The main contribution of our work lies in bridging the methodological gap between experimental and survey-based measures of economic preferences in childhood. While incentivized experiments provide high internal validity, their implementation is resource-intensive and often unfeasible in large-scale, repeated, or field settings. Our validated survey offers a practical alternative that maintains predictive accuracy while reducing cost and complexity. This tool can facilitate preference measurement in schools, field interventions, and longitudinal studies – allowing researchers and practitioners to incorporate individual heterogeneity into the design and evaluation of programs targeting children and adolescents.
Our validated survey instruments offer a promising tool for capturing children’s preferences, which are integral to understanding behaviors with economic and social implications.
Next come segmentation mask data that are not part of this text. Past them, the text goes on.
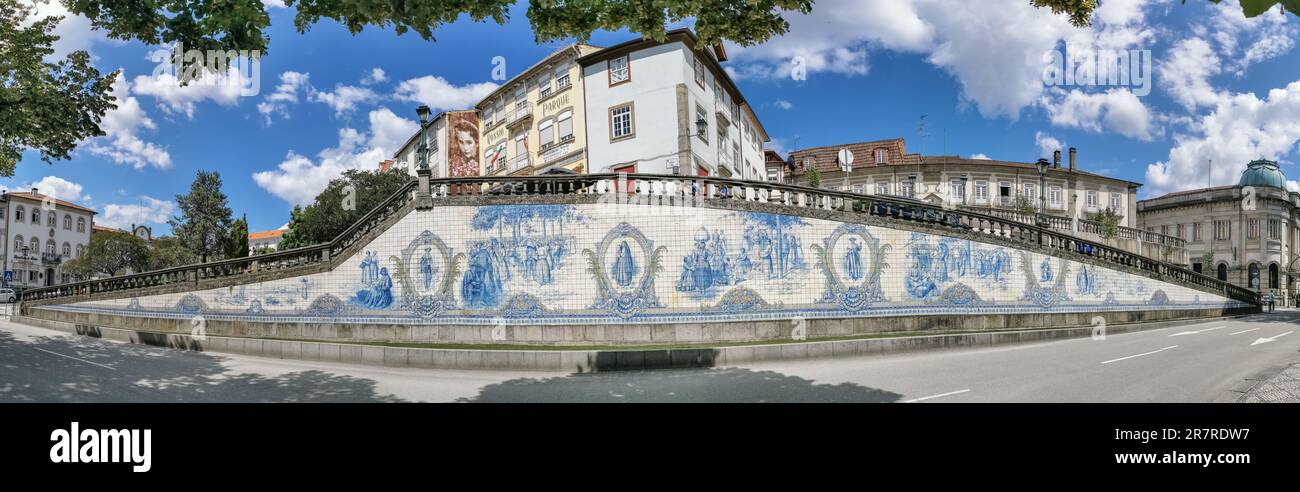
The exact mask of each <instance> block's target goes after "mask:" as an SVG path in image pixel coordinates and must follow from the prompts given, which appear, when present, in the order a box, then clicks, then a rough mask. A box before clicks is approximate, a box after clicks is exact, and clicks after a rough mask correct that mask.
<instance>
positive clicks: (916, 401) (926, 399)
mask: <svg viewBox="0 0 1300 492" xmlns="http://www.w3.org/2000/svg"><path fill="white" fill-rule="evenodd" d="M969 390H971V389H970V388H966V389H958V390H956V392H948V393H939V394H931V396H928V397H920V398H913V400H907V401H904V403H915V402H918V401H926V400H935V398H943V397H945V396H953V394H962V393H966V392H969Z"/></svg>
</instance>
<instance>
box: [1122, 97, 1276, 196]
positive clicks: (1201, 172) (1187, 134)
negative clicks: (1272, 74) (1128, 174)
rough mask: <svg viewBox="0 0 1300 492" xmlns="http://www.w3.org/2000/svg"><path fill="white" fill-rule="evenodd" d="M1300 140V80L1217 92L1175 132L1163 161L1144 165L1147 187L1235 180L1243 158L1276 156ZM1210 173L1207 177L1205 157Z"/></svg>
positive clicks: (1154, 191)
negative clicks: (1280, 86) (1209, 169)
mask: <svg viewBox="0 0 1300 492" xmlns="http://www.w3.org/2000/svg"><path fill="white" fill-rule="evenodd" d="M1297 142H1300V81H1296V82H1292V83H1291V85H1288V86H1286V87H1283V89H1274V90H1271V91H1269V94H1268V96H1266V98H1265V99H1260V98H1257V96H1256V95H1255V94H1232V95H1223V96H1222V98H1219V100H1218V103H1217V104H1216V107H1214V111H1213V112H1210V113H1209V115H1208V116H1204V117H1201V118H1200V120H1197V121H1196V122H1193V126H1192V130H1191V134H1186V135H1177V137H1175V144H1174V147H1173V148H1170V151H1169V157H1167V159H1166V160H1164V161H1158V163H1153V164H1151V165H1148V167H1147V187H1148V189H1149V191H1151V193H1152V194H1164V193H1169V191H1177V190H1183V189H1191V187H1203V186H1205V185H1206V181H1209V182H1212V184H1214V185H1226V184H1235V182H1236V180H1238V176H1239V174H1240V172H1242V169H1244V168H1245V164H1247V163H1249V161H1251V160H1253V159H1258V157H1260V156H1264V157H1269V159H1279V157H1282V156H1284V155H1287V154H1288V152H1291V151H1292V150H1295V148H1296V143H1297ZM1209 160H1213V163H1214V165H1213V169H1214V171H1213V174H1212V176H1209V180H1206V172H1208V171H1206V168H1208V167H1209V165H1208V161H1209Z"/></svg>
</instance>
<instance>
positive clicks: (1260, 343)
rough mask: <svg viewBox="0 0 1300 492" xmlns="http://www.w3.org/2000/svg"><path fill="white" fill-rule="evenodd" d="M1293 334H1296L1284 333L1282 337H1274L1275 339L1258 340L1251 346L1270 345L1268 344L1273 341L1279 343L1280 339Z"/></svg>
mask: <svg viewBox="0 0 1300 492" xmlns="http://www.w3.org/2000/svg"><path fill="white" fill-rule="evenodd" d="M1291 333H1295V332H1286V333H1282V335H1274V336H1273V338H1256V340H1255V342H1253V344H1251V346H1256V345H1260V344H1268V342H1271V341H1278V338H1282V337H1284V336H1287V335H1291Z"/></svg>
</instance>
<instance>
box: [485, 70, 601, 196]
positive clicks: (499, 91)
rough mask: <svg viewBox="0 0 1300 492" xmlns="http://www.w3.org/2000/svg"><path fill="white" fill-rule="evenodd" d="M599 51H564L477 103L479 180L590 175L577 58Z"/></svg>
mask: <svg viewBox="0 0 1300 492" xmlns="http://www.w3.org/2000/svg"><path fill="white" fill-rule="evenodd" d="M597 51H599V48H597V47H591V46H586V44H573V46H569V47H565V48H562V49H559V51H556V52H554V53H551V55H550V56H547V57H546V59H543V60H542V61H538V62H537V64H534V65H533V66H529V68H528V69H526V70H524V72H521V73H520V74H517V75H515V77H513V78H511V79H510V81H506V83H503V85H502V86H500V87H498V89H497V90H495V91H493V92H491V94H490V95H487V98H484V100H482V102H480V103H478V104H477V105H476V109H477V111H478V122H480V134H478V142H480V143H481V147H480V152H478V155H480V157H481V176H507V174H515V176H520V174H545V173H555V172H560V173H585V172H588V159H586V157H588V148H586V147H588V138H586V124H585V118H586V116H588V112H586V107H585V104H584V103H585V102H584V98H582V91H584V87H582V82H584V81H582V77H581V70H580V68H578V65H577V60H578V59H580V57H581V56H584V55H588V53H593V52H597Z"/></svg>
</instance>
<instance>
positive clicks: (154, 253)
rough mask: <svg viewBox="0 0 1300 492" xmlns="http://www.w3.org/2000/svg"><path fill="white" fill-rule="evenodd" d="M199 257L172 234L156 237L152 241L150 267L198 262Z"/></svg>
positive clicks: (181, 264)
mask: <svg viewBox="0 0 1300 492" xmlns="http://www.w3.org/2000/svg"><path fill="white" fill-rule="evenodd" d="M198 260H199V258H198V256H195V255H194V253H191V251H190V249H187V247H185V243H182V242H181V239H177V238H175V237H172V236H164V237H159V238H155V239H153V241H152V242H151V243H149V269H151V271H153V269H165V268H173V267H182V266H187V264H194V263H198Z"/></svg>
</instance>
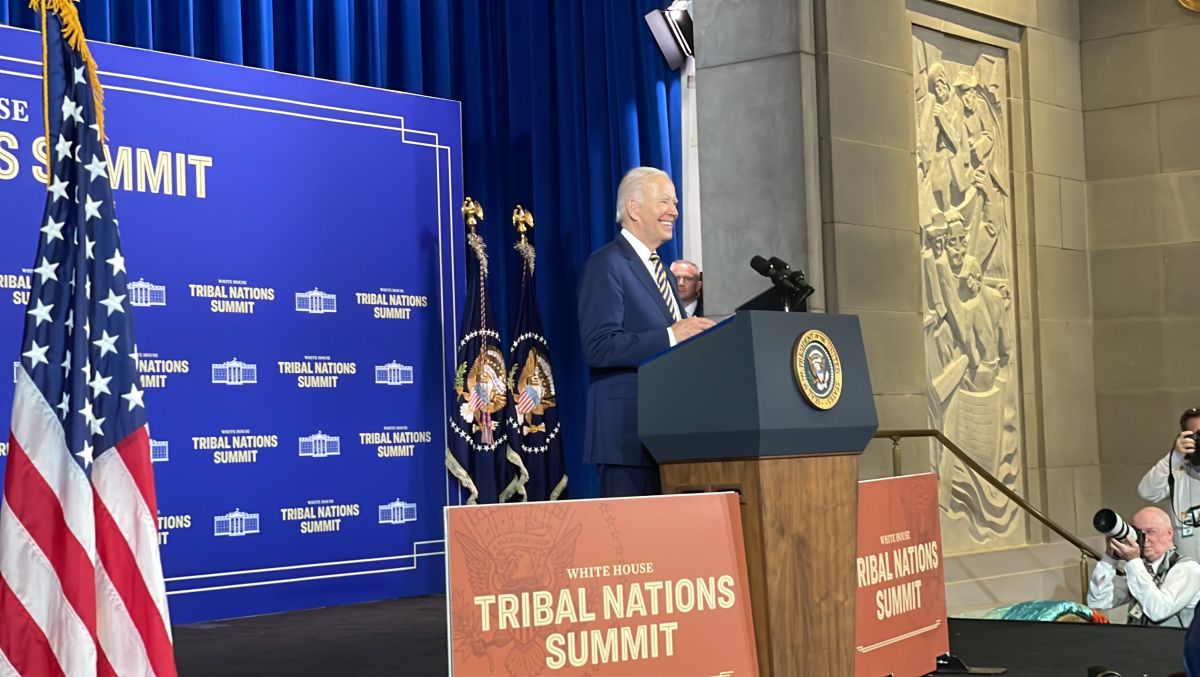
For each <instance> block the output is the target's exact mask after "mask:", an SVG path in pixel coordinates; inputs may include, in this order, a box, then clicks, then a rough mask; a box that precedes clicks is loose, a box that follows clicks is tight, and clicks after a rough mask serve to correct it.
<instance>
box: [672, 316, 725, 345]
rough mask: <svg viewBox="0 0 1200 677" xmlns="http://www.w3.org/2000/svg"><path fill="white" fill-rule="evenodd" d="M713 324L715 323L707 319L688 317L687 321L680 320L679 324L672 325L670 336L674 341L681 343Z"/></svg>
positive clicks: (672, 324)
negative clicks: (670, 334)
mask: <svg viewBox="0 0 1200 677" xmlns="http://www.w3.org/2000/svg"><path fill="white" fill-rule="evenodd" d="M713 324H715V323H714V322H713V320H712V319H708V318H707V317H689V318H688V319H680V320H679V322H677V323H674V324H672V325H671V334H674V337H676V341H677V342H679V343H682V342H684V341H686V340H688V338H691V337H692V336H695V335H697V334H700V332H701V331H703V330H706V329H708V328H709V326H712V325H713Z"/></svg>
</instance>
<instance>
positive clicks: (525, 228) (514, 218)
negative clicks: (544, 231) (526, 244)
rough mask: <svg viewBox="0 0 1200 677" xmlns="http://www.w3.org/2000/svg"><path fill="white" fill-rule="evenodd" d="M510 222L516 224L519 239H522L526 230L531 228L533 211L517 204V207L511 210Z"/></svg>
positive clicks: (524, 236)
mask: <svg viewBox="0 0 1200 677" xmlns="http://www.w3.org/2000/svg"><path fill="white" fill-rule="evenodd" d="M512 224H514V226H516V228H517V233H520V234H521V239H522V240H524V238H526V230H528V229H529V228H533V212H532V211H529V210H527V209H526V208H523V206H521V205H520V204H518V205H517V208H516V209H514V210H512Z"/></svg>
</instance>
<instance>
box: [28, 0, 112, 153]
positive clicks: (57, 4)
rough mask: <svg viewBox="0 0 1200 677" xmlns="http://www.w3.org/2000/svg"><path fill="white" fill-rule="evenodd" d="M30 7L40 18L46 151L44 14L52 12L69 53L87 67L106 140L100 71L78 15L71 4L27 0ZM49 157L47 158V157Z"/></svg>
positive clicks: (97, 123)
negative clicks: (40, 25) (97, 66)
mask: <svg viewBox="0 0 1200 677" xmlns="http://www.w3.org/2000/svg"><path fill="white" fill-rule="evenodd" d="M29 7H30V8H31V10H34V11H36V12H40V13H41V16H42V71H43V76H42V98H43V101H42V107H43V108H44V109H46V144H47V148H49V145H50V110H49V104H50V101H49V100H50V96H49V91H48V90H47V86H48V84H47V83H48V79H47V78H46V76H44V71H46V67H47V62H48V61H49V53H48V47H47V42H46V14H47V12H52V13H55V14H58V16H59V20H60V22H61V23H62V40H65V41H67V44H70V46H71V48H72V49H74V50H76V52H78V53H79V54H82V55H83V62H84V65H85V66H86V67H88V80H89V83H90V84H91V100H92V104H94V106H95V107H96V127H97V128H100V140H101V142H103V140H106V137H104V90H103V88H101V86H100V71H98V68H96V60H95V59H92V58H91V50H90V49H88V41H86V38H84V35H83V24H82V23H79V11H78V10H77V8H76V6H74V1H73V0H30V1H29ZM47 156H49V154H47ZM46 168H47V170H49V160H47V161H46Z"/></svg>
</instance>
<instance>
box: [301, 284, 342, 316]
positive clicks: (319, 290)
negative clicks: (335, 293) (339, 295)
mask: <svg viewBox="0 0 1200 677" xmlns="http://www.w3.org/2000/svg"><path fill="white" fill-rule="evenodd" d="M296 312H307V313H312V314H324V313H330V312H337V295H335V294H326V293H325V292H322V290H320V289H317V288H313V289H312V290H311V292H296Z"/></svg>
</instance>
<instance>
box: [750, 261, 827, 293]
mask: <svg viewBox="0 0 1200 677" xmlns="http://www.w3.org/2000/svg"><path fill="white" fill-rule="evenodd" d="M750 268H752V269H755V271H756V272H757V274H758V275H762V276H763V277H769V278H770V281H772V283H773V284H775V286H776V287H779V288H781V289H784V290H785V292H787V293H788V294H796V295H797V296H798V298H799V299H798V300H804V299H806V298H809V296H810V295H812V292H814V290H815V289H814V288H812V286H811V284H809V282H808V280H805V278H804V271H803V270H792V269H791V266H788V265H787V262H785V260H782V259H780V258H779V257H774V256H773V257H770V258H762V257H761V256H757V254H755V257H754V258H751V259H750Z"/></svg>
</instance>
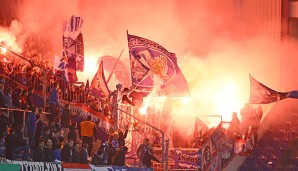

While the measures demonstrate robustness and reliability within experimental settings, their application to real-world behavior warrants further exploration. Experimentally elicited preferences such as risk aversion, time patience, and prosociality should manifest in field settings – for instance, through educational choices or peer interactions. However, in the case of children, parental influence plays a significant role in shaping and mediating these behaviors, complicating direct causal interpretations. Future research could explore mediation effects via parental influence using structural modeling or matched registered data, to better understand how early preferences translate into real-world behavior such as academic achievement, health-related decisions, and social participation. Although this data linkage is ongoing, initial findings suggest promising avenues for scaling and generalizing our instrument across broader populations. Addressing the interplay between individual preferences and parental decision-making will be essential for interpreting these measures and applying them to the design of effective policies and interventions.
Overall, our work establishes a foundation for scalable and reliable preference measurement in childhood. By enabling researchers to track how individual preferences evolve and how they relate to important life outcomes, this survey instrument contributes to the broader agenda of understanding economic behavior across the life course. It also opens the door to more personalized and effective interventions – whether in education, health, or social policy – tailored to the behavioral profiles of younger populations.
Supplementary material
The supplementary material for this article can be found at https://doi.org/10.1017/eec.2026.10041.
Acknowledgements
We thank the Carlsberg Foundation for generous financial support (Project: 108579). We thank the Department of Economics, the Center for Economic Behavior and Inequality (CEBI), and the Centre for Healthy Ageing (CEHA) at the University of Copenhagen for their financial support. Helene Willadsen gratefully acknowledges financial support from the ERC project DISTRACT (project No. 834540). Numerous collaborators and students have helped us prepare and run this experiment; a special thanks to our dedicated research assistant Nina Maria Pedersen. We thank Thomas Dohmen and participants from CEBI seminars and the CAM/CEBI workshop 2018 for helpful comments. During the preparation of this manuscript, the authors used ChatGPT for proofreading assistance. The authors subsequently reviewed and edited the content as necessary and take full responsibility for the final version of the publication. The replication material for the study is available at: https://doi.org/10.17605/OSF.IO/4QTDZ.
Conflict of interest
The authors have no conflict of interest.